It's not that the politicians and government scientists never learn, they just always seem to learn too late.

The government should be hiring ecologists to make considered predictions based on the basic laws of ecology.

The problem is, that these pesky ecologists tend to be unconcerned about the profit factor and make annoying suggestions like shutting down fisheries or cutting back on quotas. This kind of talk is unpopular with fishermen and with the politicians they vote for.

And of course, politicians don't generally care what kind of environmental problems will result in a decade or two decades. They just care about the next election.

I've been concerned about and have been working on marine ecology issues since 1975. I will continue to do so long after many of politicians and the bureaucrats that I have opposed have retired. You don't hear from them anymore. Unlike me, they were in for the short term and their only concern was re-election or a good pension.

The fact is, that the politicians and bureaucrats of the Canadian government over the last thirty years have presided over, and they are responsible for, the death of the major fisheries. Their incredible arrogance not only drove the cod into commercial extinction and promises to do the same with the salmon, but they actually transformed through their policies, an entire vast marine ecosystem. They plundered it and they perverted it and they continue to apply their arrogance as the only solution to the problem they created.

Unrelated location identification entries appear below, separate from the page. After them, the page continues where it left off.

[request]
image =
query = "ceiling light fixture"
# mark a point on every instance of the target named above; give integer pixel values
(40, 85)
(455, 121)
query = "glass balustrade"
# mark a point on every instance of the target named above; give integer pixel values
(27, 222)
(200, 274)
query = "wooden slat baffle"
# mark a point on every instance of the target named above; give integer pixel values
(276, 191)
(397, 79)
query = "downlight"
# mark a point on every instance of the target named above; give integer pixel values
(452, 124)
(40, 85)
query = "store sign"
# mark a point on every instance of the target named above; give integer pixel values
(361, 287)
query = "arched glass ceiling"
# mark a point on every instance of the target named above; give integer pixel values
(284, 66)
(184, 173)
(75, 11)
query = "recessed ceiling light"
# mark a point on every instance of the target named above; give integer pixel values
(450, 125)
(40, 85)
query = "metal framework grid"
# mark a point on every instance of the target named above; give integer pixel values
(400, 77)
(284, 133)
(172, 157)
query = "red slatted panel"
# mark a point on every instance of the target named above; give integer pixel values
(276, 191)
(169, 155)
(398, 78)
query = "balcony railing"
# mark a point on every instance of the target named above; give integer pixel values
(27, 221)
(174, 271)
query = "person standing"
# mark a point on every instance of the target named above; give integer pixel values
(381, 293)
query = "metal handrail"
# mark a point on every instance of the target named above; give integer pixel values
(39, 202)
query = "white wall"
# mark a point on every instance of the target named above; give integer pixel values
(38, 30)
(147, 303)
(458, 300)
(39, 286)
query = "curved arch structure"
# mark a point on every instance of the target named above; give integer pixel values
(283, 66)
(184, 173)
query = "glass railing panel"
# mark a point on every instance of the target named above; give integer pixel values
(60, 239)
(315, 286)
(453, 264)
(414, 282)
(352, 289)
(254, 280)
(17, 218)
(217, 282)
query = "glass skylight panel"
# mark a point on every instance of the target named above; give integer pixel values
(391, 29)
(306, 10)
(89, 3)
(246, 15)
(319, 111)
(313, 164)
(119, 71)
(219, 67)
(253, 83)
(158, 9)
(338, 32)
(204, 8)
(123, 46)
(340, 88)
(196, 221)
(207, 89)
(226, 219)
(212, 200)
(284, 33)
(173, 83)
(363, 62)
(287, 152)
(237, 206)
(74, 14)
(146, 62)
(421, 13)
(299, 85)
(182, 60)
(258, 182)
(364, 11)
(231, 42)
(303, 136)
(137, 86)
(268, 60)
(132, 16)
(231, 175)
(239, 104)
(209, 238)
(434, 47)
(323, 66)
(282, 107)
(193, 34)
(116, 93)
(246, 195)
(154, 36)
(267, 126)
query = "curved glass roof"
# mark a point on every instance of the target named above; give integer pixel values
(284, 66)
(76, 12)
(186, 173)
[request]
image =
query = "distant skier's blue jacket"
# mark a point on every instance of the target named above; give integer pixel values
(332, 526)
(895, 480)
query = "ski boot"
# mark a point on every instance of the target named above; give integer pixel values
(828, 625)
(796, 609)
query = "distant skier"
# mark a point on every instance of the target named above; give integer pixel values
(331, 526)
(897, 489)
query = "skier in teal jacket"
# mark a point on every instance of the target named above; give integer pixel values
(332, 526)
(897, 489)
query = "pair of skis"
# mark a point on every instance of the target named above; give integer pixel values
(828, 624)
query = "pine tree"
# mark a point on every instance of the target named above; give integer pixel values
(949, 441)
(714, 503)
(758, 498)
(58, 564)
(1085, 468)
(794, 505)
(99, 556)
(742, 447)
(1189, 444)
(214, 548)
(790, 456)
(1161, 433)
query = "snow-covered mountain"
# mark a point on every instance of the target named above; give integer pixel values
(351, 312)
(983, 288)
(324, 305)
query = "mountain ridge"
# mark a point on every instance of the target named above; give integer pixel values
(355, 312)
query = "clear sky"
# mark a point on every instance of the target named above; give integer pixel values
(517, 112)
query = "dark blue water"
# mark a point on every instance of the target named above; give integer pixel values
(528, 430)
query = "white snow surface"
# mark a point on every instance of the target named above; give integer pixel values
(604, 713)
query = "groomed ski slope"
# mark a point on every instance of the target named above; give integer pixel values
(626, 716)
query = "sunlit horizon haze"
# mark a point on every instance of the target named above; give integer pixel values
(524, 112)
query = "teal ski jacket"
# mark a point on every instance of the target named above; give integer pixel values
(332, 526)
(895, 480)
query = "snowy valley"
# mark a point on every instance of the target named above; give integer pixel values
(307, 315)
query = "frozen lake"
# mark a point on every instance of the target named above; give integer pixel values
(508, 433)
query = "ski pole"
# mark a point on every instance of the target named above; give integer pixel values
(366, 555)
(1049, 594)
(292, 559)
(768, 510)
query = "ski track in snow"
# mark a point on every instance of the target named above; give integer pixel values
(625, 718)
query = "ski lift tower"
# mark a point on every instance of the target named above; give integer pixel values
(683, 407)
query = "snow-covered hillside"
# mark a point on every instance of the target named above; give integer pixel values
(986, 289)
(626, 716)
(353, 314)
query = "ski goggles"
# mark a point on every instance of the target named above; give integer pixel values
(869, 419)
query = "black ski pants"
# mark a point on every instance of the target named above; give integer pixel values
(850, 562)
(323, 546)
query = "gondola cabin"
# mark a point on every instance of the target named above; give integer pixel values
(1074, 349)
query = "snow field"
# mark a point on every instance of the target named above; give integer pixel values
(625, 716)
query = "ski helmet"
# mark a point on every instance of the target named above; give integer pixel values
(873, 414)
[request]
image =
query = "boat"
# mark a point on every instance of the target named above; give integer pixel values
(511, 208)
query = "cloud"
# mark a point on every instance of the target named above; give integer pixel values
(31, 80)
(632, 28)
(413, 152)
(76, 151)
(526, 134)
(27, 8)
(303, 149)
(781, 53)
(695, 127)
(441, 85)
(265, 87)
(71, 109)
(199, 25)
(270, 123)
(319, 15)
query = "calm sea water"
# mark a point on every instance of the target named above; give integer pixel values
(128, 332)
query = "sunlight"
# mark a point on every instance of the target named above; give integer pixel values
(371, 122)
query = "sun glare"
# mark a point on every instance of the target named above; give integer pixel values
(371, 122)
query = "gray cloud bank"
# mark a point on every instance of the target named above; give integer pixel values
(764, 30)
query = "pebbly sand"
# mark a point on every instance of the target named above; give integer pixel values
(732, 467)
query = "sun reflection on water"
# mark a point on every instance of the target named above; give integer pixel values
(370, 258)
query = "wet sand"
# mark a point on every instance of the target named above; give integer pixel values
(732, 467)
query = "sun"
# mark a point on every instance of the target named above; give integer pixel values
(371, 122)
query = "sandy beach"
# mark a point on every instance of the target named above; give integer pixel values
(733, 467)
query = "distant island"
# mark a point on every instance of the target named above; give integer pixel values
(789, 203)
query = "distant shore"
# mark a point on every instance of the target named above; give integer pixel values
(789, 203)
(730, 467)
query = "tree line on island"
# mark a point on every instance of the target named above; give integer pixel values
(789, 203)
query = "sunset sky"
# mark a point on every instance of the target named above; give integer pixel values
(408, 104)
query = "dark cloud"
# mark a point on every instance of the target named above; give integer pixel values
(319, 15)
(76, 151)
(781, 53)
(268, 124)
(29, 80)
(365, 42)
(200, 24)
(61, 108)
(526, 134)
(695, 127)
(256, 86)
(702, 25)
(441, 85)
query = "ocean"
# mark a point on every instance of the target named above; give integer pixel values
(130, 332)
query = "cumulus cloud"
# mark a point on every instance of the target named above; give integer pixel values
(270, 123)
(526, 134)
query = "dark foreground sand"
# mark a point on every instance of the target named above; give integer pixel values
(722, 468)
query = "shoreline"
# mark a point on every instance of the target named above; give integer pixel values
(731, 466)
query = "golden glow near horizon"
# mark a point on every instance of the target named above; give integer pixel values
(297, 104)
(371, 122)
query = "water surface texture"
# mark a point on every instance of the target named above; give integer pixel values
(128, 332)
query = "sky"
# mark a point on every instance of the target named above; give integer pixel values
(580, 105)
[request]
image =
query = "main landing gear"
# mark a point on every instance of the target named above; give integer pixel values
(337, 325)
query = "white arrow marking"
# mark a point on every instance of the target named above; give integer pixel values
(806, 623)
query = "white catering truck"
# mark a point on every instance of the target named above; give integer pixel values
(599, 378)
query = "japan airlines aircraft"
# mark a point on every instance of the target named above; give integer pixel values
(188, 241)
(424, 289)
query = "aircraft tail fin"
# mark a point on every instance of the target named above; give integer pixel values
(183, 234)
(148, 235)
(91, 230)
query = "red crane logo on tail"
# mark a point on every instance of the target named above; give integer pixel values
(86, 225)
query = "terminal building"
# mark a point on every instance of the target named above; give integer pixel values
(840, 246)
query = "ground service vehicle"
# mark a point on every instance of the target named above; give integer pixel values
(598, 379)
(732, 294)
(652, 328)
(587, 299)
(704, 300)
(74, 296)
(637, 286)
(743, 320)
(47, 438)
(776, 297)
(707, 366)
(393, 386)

My predictions have indeed become more dire every year. What I am predicting now is nothing less than the entire ecological collapse of the North Atlantic ecosystem. A combination of global warming and species depletion and disruption that will have its inevitable consequence.

The three basic laws of ecology have been violated for too many years:

The Law of Diversity that rules that the strength of an ecosystem is dependent upon the diversity of species within it.

The Law of Interdependence that rules that all these species must be interdependent.

And the Law of Finite Resources that dictates that there are limits to growth.

You don't need expensive complex, long-winded, drawn-out studies to predict that an ecosystem is in trouble. You just need to observe if the three ecological laws are being respected.

Therefore, in the case of the Northwest Atlantic we can see that over the last three decades the diminishment of large fish species and the reduction in number of seals, whales, dolphins, and seabird populations has resulted in a diminishment of diversity.

Also, the chain of interdependence has been broken, and the smaller species are now becoming dominant in numbers and reducing the young of the larger species.

And of course, the law of finite resources simply translates that too many people and not enough fish will result in an excessive extraction of species and numbers from the ecosystem leading to escalating diminishment of diversity and interdependence.

Summary - We have irreparably damaged the entire Northwest Atlantic ecosystem.

Now there is no pleasure in saying "I told you so," but it is a fact that I told you so. And of course, there is no reason for the government of Canada to listen to me now. They never listened to me before.

In Canada, you get the Order of Canada for plundering the land and sea and you get nothing but contempt for any effort to protect and conserve nature and wilderness.

You see, the Canadian government has never had much use for prophets - they have preferred profits.